With the market coiling up like a spring, it makes sense to watch out for a consolidation break play, especially considering that we have a top tier event ahead for the Aussie that could provide the volatility needed to see this pattern break.
Right around the corner (Feb 2, 3:30 am GMT), we’ll get the latest monetary policy statement from the Reserve Bank of Australia. Expectations are for the RBA to hold off on any new policy moves, and maintain its optimistic growth forecast for 2021.
If they upgrade their growth outlook, that could draw in fundamental buyers for the Aussie, but the bigger surprise may be a turn lower in their expectations, which could bring a sharp sell off reaction in AUD against the majors.
So, we’re looking for a statement outside of expectations, and if that plays out, we’ll then watch AUD/USD to see if it breaks the falling ‘highs’ pattern or the rising ‘lows’ pattern for a short-term potential breakout setup.
On a longer-term swing timeframe, the U.S. dollar could be in the midst of reversing the extremely negative sentiment that has put pressure on it over the past year.

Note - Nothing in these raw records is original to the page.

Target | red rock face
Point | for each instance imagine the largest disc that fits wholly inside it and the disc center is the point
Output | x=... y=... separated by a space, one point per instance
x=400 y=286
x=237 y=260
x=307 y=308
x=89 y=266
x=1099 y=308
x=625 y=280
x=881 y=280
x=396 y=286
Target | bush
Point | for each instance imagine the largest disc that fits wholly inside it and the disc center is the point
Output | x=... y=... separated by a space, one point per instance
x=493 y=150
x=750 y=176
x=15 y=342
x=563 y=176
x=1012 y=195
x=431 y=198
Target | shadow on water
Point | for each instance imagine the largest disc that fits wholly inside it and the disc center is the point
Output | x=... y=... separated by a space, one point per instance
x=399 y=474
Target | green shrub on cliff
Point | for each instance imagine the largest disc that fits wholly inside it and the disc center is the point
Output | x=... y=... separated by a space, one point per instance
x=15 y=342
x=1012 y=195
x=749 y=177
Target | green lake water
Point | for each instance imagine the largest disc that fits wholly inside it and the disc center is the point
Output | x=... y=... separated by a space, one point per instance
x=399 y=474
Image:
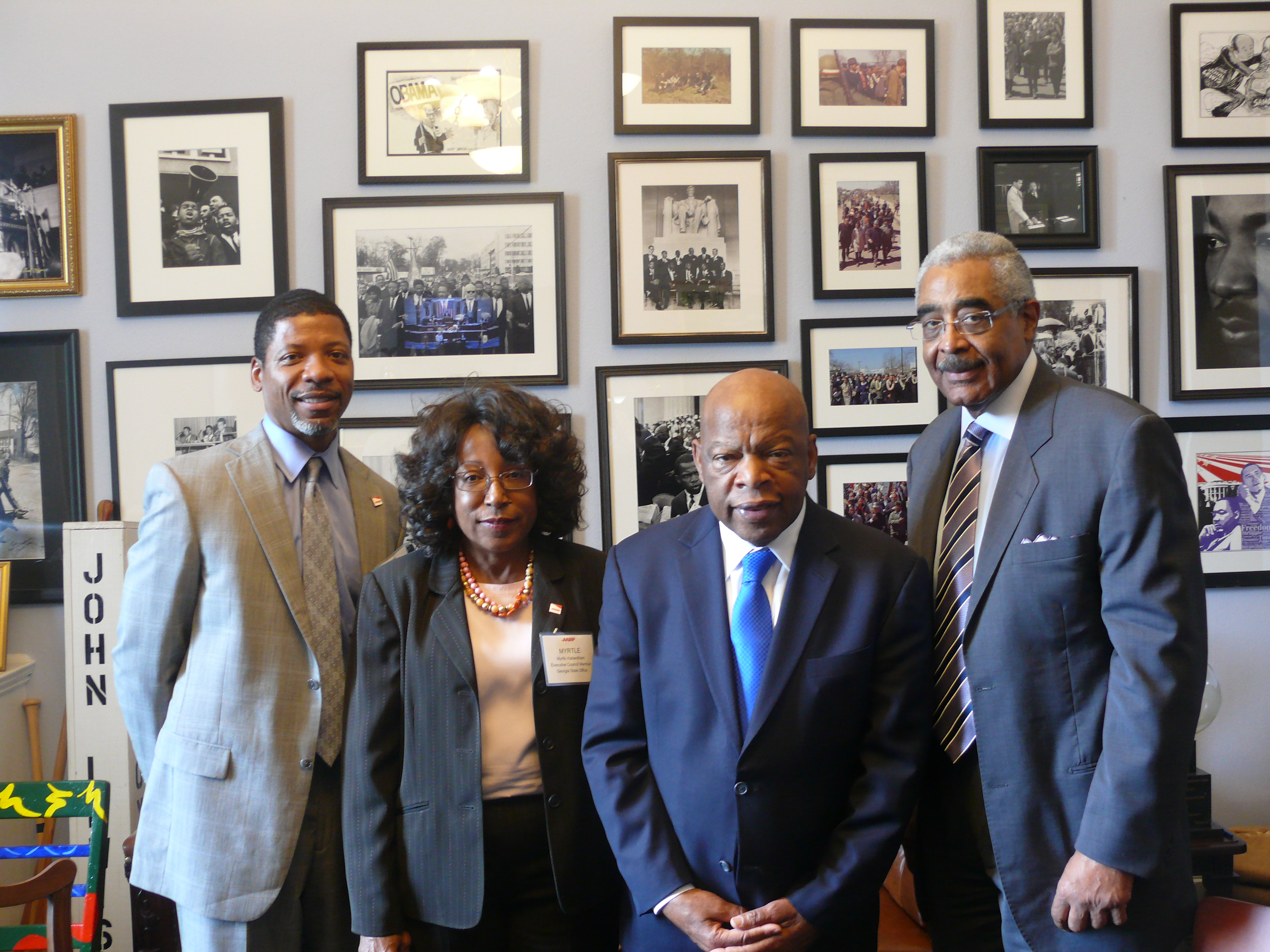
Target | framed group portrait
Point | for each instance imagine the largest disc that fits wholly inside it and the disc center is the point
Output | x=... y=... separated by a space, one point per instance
x=868 y=224
x=691 y=247
x=862 y=376
x=1041 y=196
x=442 y=111
x=648 y=418
x=1035 y=64
x=40 y=240
x=1221 y=74
x=863 y=78
x=445 y=287
x=685 y=76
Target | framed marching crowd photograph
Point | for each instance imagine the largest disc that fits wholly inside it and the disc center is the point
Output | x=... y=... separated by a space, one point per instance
x=1221 y=74
x=863 y=78
x=648 y=418
x=1218 y=319
x=1035 y=64
x=450 y=286
x=442 y=111
x=868 y=224
x=862 y=378
x=41 y=458
x=215 y=170
x=691 y=247
x=685 y=76
x=1041 y=196
x=1089 y=325
x=1226 y=462
x=40 y=240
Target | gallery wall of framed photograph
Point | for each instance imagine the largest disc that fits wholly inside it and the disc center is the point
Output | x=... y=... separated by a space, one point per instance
x=216 y=173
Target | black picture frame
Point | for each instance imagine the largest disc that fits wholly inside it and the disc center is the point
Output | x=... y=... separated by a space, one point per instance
x=267 y=281
x=523 y=108
x=1039 y=120
x=711 y=371
x=991 y=213
x=906 y=277
x=50 y=358
x=621 y=127
x=545 y=207
x=921 y=122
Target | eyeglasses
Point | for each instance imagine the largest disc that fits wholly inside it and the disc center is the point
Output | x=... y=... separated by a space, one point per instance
x=480 y=482
x=968 y=324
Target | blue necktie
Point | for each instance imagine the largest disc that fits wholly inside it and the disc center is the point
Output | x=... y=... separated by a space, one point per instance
x=752 y=627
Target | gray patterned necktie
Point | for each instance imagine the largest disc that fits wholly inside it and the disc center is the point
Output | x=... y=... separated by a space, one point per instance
x=322 y=597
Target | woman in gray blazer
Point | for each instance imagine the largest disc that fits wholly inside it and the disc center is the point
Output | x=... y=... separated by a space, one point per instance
x=469 y=823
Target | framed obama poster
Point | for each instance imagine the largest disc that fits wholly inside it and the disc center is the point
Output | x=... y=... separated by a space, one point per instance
x=863 y=376
x=1226 y=462
x=868 y=224
x=442 y=111
x=447 y=287
x=215 y=173
x=1035 y=64
x=691 y=247
x=1221 y=74
x=648 y=418
x=1217 y=217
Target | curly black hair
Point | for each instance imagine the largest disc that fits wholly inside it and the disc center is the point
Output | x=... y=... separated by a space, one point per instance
x=529 y=432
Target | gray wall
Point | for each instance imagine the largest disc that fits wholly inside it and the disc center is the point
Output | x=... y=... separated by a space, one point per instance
x=79 y=57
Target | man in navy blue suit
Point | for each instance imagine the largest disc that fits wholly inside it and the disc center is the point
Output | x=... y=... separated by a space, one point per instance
x=760 y=700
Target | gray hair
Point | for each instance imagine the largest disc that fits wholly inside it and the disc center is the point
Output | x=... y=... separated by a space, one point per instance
x=1009 y=268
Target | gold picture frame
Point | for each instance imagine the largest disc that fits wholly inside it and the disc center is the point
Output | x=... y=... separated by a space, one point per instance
x=39 y=206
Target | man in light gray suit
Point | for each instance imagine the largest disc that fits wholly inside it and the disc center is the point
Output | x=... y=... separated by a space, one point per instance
x=238 y=611
x=1071 y=636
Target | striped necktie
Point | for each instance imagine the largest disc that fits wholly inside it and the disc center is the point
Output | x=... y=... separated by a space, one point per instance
x=954 y=572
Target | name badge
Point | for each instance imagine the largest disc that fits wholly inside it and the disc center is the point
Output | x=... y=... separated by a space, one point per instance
x=567 y=658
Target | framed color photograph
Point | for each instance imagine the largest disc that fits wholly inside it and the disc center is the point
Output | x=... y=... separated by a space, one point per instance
x=1035 y=64
x=450 y=286
x=1041 y=197
x=215 y=173
x=868 y=224
x=40 y=241
x=1226 y=461
x=1089 y=325
x=1218 y=318
x=691 y=247
x=648 y=419
x=1221 y=74
x=863 y=376
x=863 y=78
x=449 y=111
x=41 y=458
x=686 y=76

A downside break may draw in swing or longer-term players looking to play the idea of a USD reversal.
Of course, the longer-term trend has been to the upside for AUD/USD, so an upside break would likely draw in both fundie and technical buyers if the RBA remained optimistic, but it’s not likely we’d see a strong move to the upside unless the RBA were to surprise traders with hints of a rate hike sooner than the previously set expectation of three years away.